July 20, 2017

McCain’s brain cancer: the facts about glioblastoma

McCain’s brain cancer: the facts about glioblastoma


US Senator John McCain has been diagnosed with an aggressive form of brain cancer, glioblastoma, which also killed the late senator Ted Kennedy and Beau Biden, the son of former vice president Joe Biden.


Glioblastomas are the most common and deadliest type of brain tumor. They are part of a group of tumors referred to as gliomas.

About 12,400 new cases are expected this year, according to the American Brain Tumor Association.

“Because these tumors come from normal brain cells, it is easy for them to invade and live within normal brain tissue,” it says on its website.

The tumor takes hold in star-shaped cells known as astrocytes, which make up the “glue-like,” or supportive tissue of the brain.

These cells multiply fast and are fed by a large network of blood vessels.

– Symptoms, causes –

It is unknown what causes these tumors, which may arise in the brain or spinal cord.

Their quick pace of growth can create increased pressure in the brain, and lead to symptoms like headache, nausea, vomiting, and drowsiness.

Other symptoms may include weakness on one side of the body, problems with memory, difficulties with speech and visual changes.

– Prognosis –

The cancer tends to strike most often in people over 60, although Beau Biden was diagnosed in his 40s. He died in 2015 at the age of 46.

Ted Kennedy died in 2009 at age 77, 15 months after he was diagnosed.

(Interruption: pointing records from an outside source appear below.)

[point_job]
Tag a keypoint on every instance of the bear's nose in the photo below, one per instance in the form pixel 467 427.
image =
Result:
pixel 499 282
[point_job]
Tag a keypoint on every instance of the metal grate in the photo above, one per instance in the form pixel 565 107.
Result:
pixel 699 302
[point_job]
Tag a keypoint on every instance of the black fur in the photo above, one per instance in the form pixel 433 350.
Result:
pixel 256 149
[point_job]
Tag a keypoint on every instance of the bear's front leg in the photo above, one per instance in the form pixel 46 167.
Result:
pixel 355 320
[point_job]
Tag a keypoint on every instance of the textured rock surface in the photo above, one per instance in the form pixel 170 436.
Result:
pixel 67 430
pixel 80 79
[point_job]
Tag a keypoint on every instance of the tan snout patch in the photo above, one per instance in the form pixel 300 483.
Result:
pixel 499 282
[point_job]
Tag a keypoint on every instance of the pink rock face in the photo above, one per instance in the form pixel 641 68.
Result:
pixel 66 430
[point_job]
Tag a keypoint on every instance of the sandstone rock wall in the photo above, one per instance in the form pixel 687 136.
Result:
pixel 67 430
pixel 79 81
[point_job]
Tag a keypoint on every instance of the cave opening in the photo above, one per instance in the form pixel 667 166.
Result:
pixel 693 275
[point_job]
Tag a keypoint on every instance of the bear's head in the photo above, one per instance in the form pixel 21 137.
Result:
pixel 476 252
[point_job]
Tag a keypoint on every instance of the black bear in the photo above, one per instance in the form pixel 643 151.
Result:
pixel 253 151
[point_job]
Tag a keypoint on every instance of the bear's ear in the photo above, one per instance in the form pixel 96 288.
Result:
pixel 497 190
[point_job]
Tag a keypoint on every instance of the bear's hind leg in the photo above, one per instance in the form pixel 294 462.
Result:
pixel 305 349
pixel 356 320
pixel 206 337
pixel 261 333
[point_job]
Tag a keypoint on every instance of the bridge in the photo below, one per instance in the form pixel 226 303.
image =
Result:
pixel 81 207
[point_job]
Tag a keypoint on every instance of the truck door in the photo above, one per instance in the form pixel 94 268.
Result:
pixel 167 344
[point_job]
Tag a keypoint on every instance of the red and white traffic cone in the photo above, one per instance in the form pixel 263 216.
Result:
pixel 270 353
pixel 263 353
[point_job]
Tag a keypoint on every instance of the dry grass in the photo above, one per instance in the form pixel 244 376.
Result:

The median life expectancy in adults diagnosed with glioblastoma is 14.6 months.

About 30 percent of patients live for two years.

Only about four percent live for five years or longer.

The outlook tends to be poorer for elderly people, who have a median survival rate of nine to 12 months.

– Treatment –

Treatment typically includes surgery to remove as much of the tumor as possible, followed by radiation and chemotherapy.

Around 95 percent of patients opt for surgery.

But surgery is complicated because the tumors have finger-like tentacles, and may reach into crucial parts of the brain associated with memory and language.

If doctors determine the tumor is inoperable, they may administer radiation and/or chemotherapy to slow its growth.

Drugs include temozolomide, a type of chemotherapy approved by the US Food and Drug Administration in 2005 for treatment of adult patients with newly-diagnosed glioblastoma.

Another is Avastin (bevacizumab), a targeted chemotherapy which was FDA-approved in 2009 for treatment of patients with recurrent glioblastoma and prior treatment. Avastin is also used against other forms of cancer, including colon, lung, cervical and kidney tumors.

“After radiation treatment is completed, the patient receives full chemotherapy for up to a year along with MRI scans every two to three months,” said John Abrahams, chief of neurosurgery at Northern Westchester Hospital.

Clinical trials into other types of therapy are ongoing.

Experimental approaches include immunotherapy, gene and viral therapy, cancer stem cell therapy, and targeted therapy, according to the National Brain Tumor Society.